Principals present 2024–25 student outcomes, highlight reading gains and targeted interventions
Summary
Principals from Boyce and D. G. Cooley elementaries, Johnson Williams Middle School and Clark County High School told the school board that 2024–25 testing showed gains across multiple grades, detailed literacy and intervention programs, and noted areas needing work such as Virginia studies and middle-school transitions.
Principals from Clarke County Public Schools presented 2024–25 student performance data at the Nov. 17 board meeting, highlighting districtwide gains and school-level strategies to support struggling subgroups.

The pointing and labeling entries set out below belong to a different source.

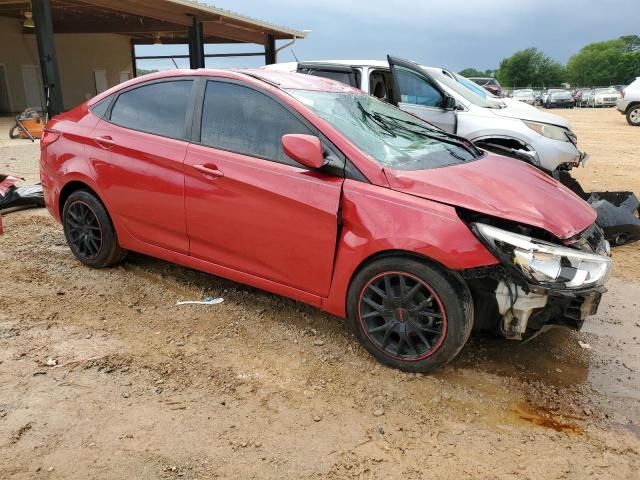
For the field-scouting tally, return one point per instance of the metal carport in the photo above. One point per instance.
(143, 21)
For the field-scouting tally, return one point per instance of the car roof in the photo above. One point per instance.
(280, 79)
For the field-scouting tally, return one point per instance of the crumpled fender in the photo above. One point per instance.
(411, 224)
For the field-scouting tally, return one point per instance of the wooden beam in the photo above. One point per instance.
(145, 8)
(126, 26)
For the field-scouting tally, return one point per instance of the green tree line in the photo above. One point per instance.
(612, 62)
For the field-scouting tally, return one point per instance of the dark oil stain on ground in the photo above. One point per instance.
(543, 417)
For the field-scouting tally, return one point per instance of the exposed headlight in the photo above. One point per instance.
(544, 263)
(549, 131)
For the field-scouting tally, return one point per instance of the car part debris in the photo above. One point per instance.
(28, 124)
(204, 301)
(618, 212)
(12, 197)
(618, 215)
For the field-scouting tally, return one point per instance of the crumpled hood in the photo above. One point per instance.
(503, 188)
(524, 111)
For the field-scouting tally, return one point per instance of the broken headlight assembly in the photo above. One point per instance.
(544, 263)
(550, 131)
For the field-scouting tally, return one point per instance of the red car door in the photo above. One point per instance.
(138, 159)
(249, 207)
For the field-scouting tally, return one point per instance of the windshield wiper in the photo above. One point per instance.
(435, 133)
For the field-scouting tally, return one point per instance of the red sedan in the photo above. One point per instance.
(308, 188)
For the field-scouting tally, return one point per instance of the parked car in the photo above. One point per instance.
(312, 189)
(538, 96)
(501, 125)
(545, 95)
(524, 95)
(561, 99)
(577, 95)
(604, 97)
(629, 103)
(489, 84)
(584, 97)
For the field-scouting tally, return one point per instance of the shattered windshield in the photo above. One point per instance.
(390, 136)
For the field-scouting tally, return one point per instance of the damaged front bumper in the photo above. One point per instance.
(528, 312)
(520, 311)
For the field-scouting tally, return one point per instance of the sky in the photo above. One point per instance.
(447, 33)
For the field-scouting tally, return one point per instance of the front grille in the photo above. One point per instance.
(591, 240)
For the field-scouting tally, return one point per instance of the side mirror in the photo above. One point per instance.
(450, 103)
(304, 149)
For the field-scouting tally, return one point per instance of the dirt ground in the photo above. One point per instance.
(264, 387)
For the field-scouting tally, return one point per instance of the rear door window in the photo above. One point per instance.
(159, 108)
(416, 90)
(349, 76)
(242, 120)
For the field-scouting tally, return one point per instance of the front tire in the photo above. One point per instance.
(89, 231)
(633, 116)
(408, 314)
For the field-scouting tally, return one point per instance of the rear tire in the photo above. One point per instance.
(14, 132)
(89, 231)
(408, 314)
(633, 116)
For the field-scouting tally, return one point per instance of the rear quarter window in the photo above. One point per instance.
(159, 108)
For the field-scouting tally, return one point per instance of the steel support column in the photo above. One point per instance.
(196, 45)
(270, 54)
(48, 59)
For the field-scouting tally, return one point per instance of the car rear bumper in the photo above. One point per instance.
(622, 105)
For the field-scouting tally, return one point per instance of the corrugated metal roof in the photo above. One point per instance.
(242, 18)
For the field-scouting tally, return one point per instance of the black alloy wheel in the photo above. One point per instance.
(84, 230)
(409, 313)
(89, 231)
(402, 316)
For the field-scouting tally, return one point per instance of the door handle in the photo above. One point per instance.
(104, 142)
(210, 170)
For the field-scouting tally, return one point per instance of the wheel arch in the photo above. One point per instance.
(74, 186)
(632, 105)
(340, 305)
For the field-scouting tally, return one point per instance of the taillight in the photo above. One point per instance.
(48, 137)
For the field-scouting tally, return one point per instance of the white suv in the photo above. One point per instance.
(445, 99)
(629, 103)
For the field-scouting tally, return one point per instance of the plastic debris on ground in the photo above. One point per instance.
(618, 215)
(19, 197)
(204, 301)
(584, 345)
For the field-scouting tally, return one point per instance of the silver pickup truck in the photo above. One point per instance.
(629, 103)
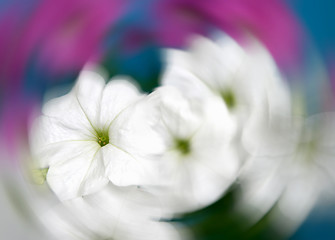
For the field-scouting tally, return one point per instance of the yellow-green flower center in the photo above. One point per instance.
(102, 138)
(229, 98)
(183, 146)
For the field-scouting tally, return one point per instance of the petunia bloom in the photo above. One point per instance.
(85, 138)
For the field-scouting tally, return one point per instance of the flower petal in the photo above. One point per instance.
(77, 170)
(117, 95)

Max Merican, principal of Boyce Elementary, said Boyce enrolled 218 students in grades K–5 and reported a third-grade cohort of 49. "We had a really successful school year," Merican said, citing pass rates of 76 percent in reading and 75 percent in math for that cohort and noting a three‑year upward trajectory in overall pass rates, with science rising to a 79 percent pass rate. He flagged Virginia studies as a point of focus, with a 58 percent pass rate, and described local efforts — Heggerty phonemic awareness, a K–2 structured phonics program (UFLY), decodable texts in small groups, co-teaching and benchmark pacing guides — intended to sustain growth.
Molly Tinsman, principal at D. G. Cooley Elementary, reported spring pass rates including a 72.4 percent reading pass rate and 79.5 percent math pass rate in grade 3, and roughly 69 percent pass rates in reading, math and science for grade 5. Tinsman highlighted large year-over-year growth reported by I-Ready assessments — "a 147 percent growth in reading for fifth grade" and similarly large math growth figures — and said the school is using benchmark advance (Steps to Advance) for Tier 3 students and daily specialist interventions for K–3 students identified as high-risk by VALS.
At Johnson Williams Middle School, the principal reported the school is projected to be "on track" for the accountability framework and emphasized a districtwide focus on sixth-grade transitions. Middle school leaders described advisory periods, evidence‑based interventions in reading and math, walk-throughs tied to the Comprehensive Instructional Program (CIP) and ongoing coaching through the Training and Technical Assistance Center (TTAC) to increase teacher practices and student participation.
An unnamed high school presenter summarized the high school's accountability components and readiness measures, noting strong advanced pass rates in some areas and expanded college and career offerings: 20 seniors and 35 juniors participated in dual-enrollment or early-college coursework last year, and the district added new dual-enrollment classes (for example, forensic science) and a full-time English‑learner instructor to meet growing needs. The presenter said about 65 percent of graduates go on to postsecondary institutions.
District staff reminded the board that the state had not yet formally published final accountability labels; provisional figures were shared with the caveat that subgroup performance (if any subgroup falls in the bottom 5 percent) can lower a school's published category by one level. Next steps noted by principals include further use of CIP pacing guides, more frequent data reviews, and continued emphasis on interventions for EL, special education and economically disadvantaged students.
The board heard these reports during the presentation portion of the meeting; no formal action items were adopted as part of the presentations.